In the past 12 years, we’ve encountered two one-in-one-hundred-year economic shocks; the global financial crisis and a pandemic. To that list, we can now add the largest ground war in Europe since 1945 and some after-effects from the pandemic with a surge in new cases in Hong Kong and China. The consequences of these shocks are higher global oil and other commodity prices, which will reduce the income of net oil importers. Weaker economic growth will stem from greater volatility, less investment and weaker consumer spending as inflation-adjusted pay growth falls.
The hidden impact of the war in Ukraine
On the surface, the economic effect of the Russian invasion of Ukraine seems small. Together both countries amount to about 2% of the global economy expressed at market prices in nominal US dollar terms. The figure for total trade – imports and exports – are similarly about 2% of the worldwide total. The World Trade Organization (WTO) estimates their share of direct investment flows in 2020 at a maximum of 1.5% of the world total. Bank for International Settlements (BIS) data shows that lending to residents in Russia and Ukraine is under 0.5% of international claims on banks in Q3 of last year.

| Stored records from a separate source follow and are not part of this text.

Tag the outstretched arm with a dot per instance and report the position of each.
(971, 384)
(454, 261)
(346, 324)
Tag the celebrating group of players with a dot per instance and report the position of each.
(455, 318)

However, the gross numbers paint a misleading picture. Both countries are significant exporters of critical raw materials. Together, they account for 30% of wheat exports and 20% for natural gas, fertilisers, and corn. Russia’s share of global oil exports stands at 10%. In addition, Russia is a significant exporter of ‘rare earth’ metals used in batteries, catalytic converters, and electric cars. At the global level, these translate into impacts on prices, meaning inflation, and production capacity –representing economic growth, see Chart 2.
Country effect
The impact on individual countries will depend on how much of these commodities they import and their proximity to the conflict itself. But there is also the second-round effect to consider, which is the impact on the world economy and what effect that will, in turn, have on individual countries. For instance, the US has a relatively small exposure to Russia for either wheat or oil. Under 1% of oil imports for the US – and the UK, incidentally – come from Russia. But the impact on the world economy and global markets of the conflict in Ukraine will still affect them. Simulations, for example, done on the worst-case scenario of all energy supplies to Europe being cut off, show that such an eventuality would trigger a eurozone recession. Comments from the UK Treasury suggest that if that happened to the EU economy, it would cut UK GDP by 3%. Since UK growth is assumed to be around 3 to 4% this year, this would mean that the UK will see little or no expansion in 2022, or approximately £70bn of lost output.
Against this backdrop of continued uncertainty, the global and domestic economy will continue to walk a tightrope to recovery and growth, with the risk of stagflation never far away.